1. Visiting another nation is as simple as a cab ride to Georgetown.
Okay. Maybe I’m exaggerating a little bit, but the culture of D.C. is composed of individuals coming from parts of the world rarely acknowledged. For one of our site visits we had the opportunity to visit the Austrian Public Radio D.C. location. Austria has reporters located here to get the scoop on American politics. The small European nation takes great interest in these stories as the U.S. has influence over countries across the globe. Speaking with American politicians is not easily accomplished for a network catering to an audience unable to vote. Visiting this radio group emphasized just how far people are willing to travel to be a part of American politics.
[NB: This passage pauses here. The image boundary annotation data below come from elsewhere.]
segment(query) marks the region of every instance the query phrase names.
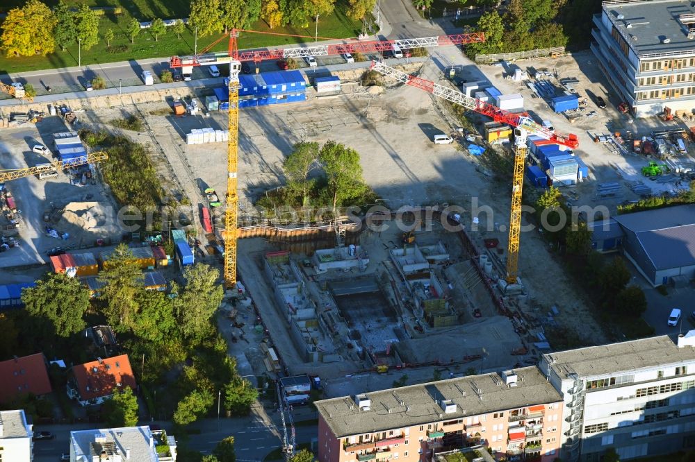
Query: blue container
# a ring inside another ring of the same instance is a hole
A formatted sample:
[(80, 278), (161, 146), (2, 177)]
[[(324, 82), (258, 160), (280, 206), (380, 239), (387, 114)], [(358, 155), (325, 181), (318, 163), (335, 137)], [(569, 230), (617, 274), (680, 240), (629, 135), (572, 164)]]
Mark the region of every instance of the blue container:
[(24, 304), (22, 302), (22, 289), (25, 287), (35, 286), (35, 282), (8, 284), (0, 286), (0, 311), (21, 308), (24, 306)]
[(535, 165), (526, 167), (526, 178), (537, 188), (548, 187), (548, 176)]
[(188, 266), (195, 262), (193, 253), (190, 251), (190, 247), (188, 246), (188, 242), (177, 239), (174, 241), (174, 245), (176, 246), (176, 256), (179, 265)]
[(575, 94), (551, 98), (550, 108), (555, 112), (564, 112), (573, 109), (579, 109), (579, 98)]

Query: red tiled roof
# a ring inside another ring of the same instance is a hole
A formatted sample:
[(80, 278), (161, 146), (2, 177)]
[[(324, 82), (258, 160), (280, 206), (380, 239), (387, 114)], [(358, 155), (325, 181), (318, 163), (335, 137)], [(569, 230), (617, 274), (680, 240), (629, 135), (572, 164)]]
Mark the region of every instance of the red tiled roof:
[(18, 393), (45, 395), (52, 391), (43, 353), (0, 362), (0, 402)]
[(126, 386), (134, 390), (136, 386), (127, 354), (75, 366), (72, 374), (84, 401), (111, 395), (114, 389), (123, 390)]

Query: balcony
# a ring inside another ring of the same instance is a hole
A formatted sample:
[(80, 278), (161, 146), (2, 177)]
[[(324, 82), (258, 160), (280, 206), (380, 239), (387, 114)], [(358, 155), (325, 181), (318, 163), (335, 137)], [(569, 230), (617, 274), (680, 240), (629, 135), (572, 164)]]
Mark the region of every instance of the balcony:
[(377, 447), (384, 447), (384, 446), (403, 444), (404, 443), (405, 443), (405, 438), (404, 436), (395, 436), (394, 438), (387, 438), (385, 440), (379, 440), (376, 442), (376, 446)]
[(528, 414), (518, 414), (517, 416), (509, 416), (509, 422), (518, 422), (519, 420), (528, 420), (530, 419), (535, 419), (539, 417), (543, 417), (543, 412), (539, 411), (537, 412), (530, 412)]
[(373, 449), (376, 445), (374, 441), (366, 441), (364, 443), (353, 443), (350, 445), (345, 445), (343, 447), (344, 450), (346, 452), (350, 452), (352, 451), (363, 451), (365, 450)]

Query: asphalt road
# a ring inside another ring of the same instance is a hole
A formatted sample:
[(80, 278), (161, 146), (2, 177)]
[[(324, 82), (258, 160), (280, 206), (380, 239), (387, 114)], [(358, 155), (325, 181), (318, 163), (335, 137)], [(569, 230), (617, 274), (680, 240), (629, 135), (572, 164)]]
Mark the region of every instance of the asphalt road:
[[(380, 39), (398, 39), (412, 37), (432, 37), (453, 32), (455, 29), (449, 20), (430, 22), (423, 19), (418, 15), (409, 1), (404, 0), (382, 0), (382, 19), (383, 27), (377, 34)], [(243, 45), (243, 42), (241, 44)], [(319, 66), (335, 64), (335, 58), (317, 58)], [(0, 81), (5, 83), (22, 82), (31, 83), (38, 95), (47, 94), (47, 87), (50, 87), (51, 94), (79, 92), (84, 89), (83, 83), (91, 80), (95, 75), (100, 75), (106, 80), (107, 87), (126, 90), (127, 87), (142, 85), (140, 75), (142, 71), (150, 71), (154, 75), (169, 68), (169, 57), (154, 58), (147, 60), (131, 60), (103, 65), (70, 67), (60, 69), (46, 69), (17, 74), (0, 75)], [(260, 65), (261, 71), (277, 70), (274, 62), (263, 62)], [(224, 72), (224, 66), (221, 69)], [(194, 69), (193, 80), (208, 78), (207, 67)]]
2. D.C. isn’t all politics.
Many have an inaccurate vision of D.C. picturing a city full of politicians. This is simply not a realistic belief. While a significant portion of the population has made the big move to be a part of the government in some way, shape or form there are jobs for those not interested in politics. Thirty-eight percent of D.C. residents work for the federal government. This leaves a sizeable portion in other arenas.
3. Where else are you going to listen to Pat Buchanan live?
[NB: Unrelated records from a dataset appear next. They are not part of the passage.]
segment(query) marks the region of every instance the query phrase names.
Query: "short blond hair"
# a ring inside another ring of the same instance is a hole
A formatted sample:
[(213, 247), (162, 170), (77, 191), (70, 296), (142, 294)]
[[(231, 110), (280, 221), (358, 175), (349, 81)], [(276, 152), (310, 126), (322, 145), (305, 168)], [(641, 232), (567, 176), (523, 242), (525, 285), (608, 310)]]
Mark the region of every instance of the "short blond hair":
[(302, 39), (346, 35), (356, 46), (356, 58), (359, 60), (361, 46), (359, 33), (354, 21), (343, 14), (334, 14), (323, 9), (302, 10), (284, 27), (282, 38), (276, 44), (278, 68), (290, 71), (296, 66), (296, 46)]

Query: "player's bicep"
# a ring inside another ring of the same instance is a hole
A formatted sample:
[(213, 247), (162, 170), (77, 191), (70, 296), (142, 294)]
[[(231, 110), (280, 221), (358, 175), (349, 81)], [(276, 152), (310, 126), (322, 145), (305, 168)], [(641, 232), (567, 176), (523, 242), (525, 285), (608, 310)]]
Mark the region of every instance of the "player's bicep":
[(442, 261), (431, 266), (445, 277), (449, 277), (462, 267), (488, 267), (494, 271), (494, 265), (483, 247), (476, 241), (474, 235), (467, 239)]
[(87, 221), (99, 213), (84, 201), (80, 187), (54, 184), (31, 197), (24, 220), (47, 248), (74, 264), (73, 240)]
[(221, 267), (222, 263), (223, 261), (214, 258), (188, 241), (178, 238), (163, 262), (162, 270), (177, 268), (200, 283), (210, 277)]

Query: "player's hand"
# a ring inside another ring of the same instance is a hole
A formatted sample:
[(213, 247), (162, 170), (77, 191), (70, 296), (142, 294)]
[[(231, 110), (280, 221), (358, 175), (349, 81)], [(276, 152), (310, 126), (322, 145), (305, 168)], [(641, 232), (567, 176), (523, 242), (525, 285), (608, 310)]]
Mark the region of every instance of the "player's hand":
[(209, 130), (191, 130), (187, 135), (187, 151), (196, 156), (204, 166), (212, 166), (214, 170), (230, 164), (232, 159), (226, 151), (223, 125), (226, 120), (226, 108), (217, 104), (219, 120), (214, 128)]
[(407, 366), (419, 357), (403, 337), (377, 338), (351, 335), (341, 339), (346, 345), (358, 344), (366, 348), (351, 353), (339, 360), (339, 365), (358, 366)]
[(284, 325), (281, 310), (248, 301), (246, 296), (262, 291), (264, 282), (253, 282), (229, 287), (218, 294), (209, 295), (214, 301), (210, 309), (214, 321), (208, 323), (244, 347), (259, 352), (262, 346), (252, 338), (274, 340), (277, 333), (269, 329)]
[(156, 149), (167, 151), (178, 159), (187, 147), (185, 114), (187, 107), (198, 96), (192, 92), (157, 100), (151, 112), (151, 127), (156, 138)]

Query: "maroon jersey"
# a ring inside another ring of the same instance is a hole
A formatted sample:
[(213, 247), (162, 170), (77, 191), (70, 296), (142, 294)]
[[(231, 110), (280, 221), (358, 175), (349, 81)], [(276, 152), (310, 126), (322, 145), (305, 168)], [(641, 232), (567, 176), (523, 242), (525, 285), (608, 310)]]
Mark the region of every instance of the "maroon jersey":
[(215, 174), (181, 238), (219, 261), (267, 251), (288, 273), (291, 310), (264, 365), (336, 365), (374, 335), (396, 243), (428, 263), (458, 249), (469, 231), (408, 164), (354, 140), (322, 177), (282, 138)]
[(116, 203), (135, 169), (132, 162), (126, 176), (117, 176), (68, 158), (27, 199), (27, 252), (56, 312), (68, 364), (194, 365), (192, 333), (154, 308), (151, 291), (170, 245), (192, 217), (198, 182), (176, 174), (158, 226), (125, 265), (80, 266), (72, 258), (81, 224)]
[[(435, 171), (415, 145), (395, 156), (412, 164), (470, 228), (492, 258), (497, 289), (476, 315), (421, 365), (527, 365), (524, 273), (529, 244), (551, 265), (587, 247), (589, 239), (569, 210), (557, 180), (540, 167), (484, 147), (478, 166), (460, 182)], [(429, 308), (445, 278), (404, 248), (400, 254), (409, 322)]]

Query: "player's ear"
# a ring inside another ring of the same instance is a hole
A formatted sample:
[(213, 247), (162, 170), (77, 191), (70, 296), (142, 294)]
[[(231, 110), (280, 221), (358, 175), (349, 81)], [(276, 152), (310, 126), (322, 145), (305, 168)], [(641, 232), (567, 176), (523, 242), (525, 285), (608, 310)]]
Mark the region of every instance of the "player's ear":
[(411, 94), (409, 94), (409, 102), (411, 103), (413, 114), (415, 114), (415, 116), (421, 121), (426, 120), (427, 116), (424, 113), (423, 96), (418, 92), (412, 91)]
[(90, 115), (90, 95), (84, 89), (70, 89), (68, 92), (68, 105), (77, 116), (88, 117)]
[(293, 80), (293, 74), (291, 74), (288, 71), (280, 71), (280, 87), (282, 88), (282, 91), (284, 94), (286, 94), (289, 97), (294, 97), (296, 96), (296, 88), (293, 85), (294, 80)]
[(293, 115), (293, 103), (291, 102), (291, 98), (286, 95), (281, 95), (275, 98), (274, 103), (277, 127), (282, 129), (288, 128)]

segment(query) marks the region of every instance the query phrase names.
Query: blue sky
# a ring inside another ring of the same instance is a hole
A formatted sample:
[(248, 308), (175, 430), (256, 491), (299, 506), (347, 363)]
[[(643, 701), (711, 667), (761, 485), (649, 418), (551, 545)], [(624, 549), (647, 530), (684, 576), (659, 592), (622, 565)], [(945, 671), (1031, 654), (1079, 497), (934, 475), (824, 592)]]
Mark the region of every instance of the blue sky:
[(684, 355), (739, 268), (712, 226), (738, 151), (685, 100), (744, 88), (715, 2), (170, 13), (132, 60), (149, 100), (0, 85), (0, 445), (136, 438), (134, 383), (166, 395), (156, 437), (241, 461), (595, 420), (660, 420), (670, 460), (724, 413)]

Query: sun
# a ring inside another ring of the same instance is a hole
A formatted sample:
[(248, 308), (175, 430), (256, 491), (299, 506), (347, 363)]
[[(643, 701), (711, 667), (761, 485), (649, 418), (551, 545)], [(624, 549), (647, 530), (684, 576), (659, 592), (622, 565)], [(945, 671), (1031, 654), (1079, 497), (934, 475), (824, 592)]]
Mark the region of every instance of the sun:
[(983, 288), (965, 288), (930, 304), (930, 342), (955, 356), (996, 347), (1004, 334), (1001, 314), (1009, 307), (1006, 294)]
As a part of The Washington Center programming we were able to hear from an array of speakers one being Pat Buchanan, confidant of former president Richard Nixon. Born in 1995, all of my knowledge of the Nixon presidency is secondhand and mostly centered around the Watergate scandal. Buchanan spoke of his mentor with an admiration and appreciation that became almost contagious. Buchanan’s recollection of Nixon’s political comeback as the
greatest the nation has ever witnessed, complimenting his foreign policy, made me temporarily forget the more scandalous ending to the story.
4. Bored isn’t a thing here.
Living with corn or soybean field view from every window of the house, I have known the feeling of boredom. In Washington D.C. that emotion does not surface. In a city home to such rich pieces of American history there is no excuse for being bored. If you do find yourself bored in the city do the tourist thing and walk along Pennsylvania Avenue to take the perfect White House selfie. Visit the
monuments. Stroll through the Smithsonian Museums. Take the metro to Eastern Market. If you just need some retail therapy make sure to browse the Georgetown shops. These designer shops and small boutiques make any Iowa shopping center look like the juniors’ department. In a city like D.C. boredom is inexcusable.
5. Politics are everywhere.
No matter where you go in D.C. you have the opportunity of being delayed by an ostentatious motorcade transporting Joe Biden. That was slightly bitter, but in all seriousness, there is no better political opportunity than the capital city. Housing all three federal branches of government, Washington D.C. is home, or at least temporary home to American politics’ most influential men and women. On top of the obvious political powerhouses are the workers whom implement the policy, the ultimate fate of legislation.
With so much to offer its citizens, D.C. is home to a varied population with a range of careers and aspirations. Whatever your intentions for moving may be, I strongly recommend taking a serious look at our nation’s capital as your next adventure. I dare you not to fall in love.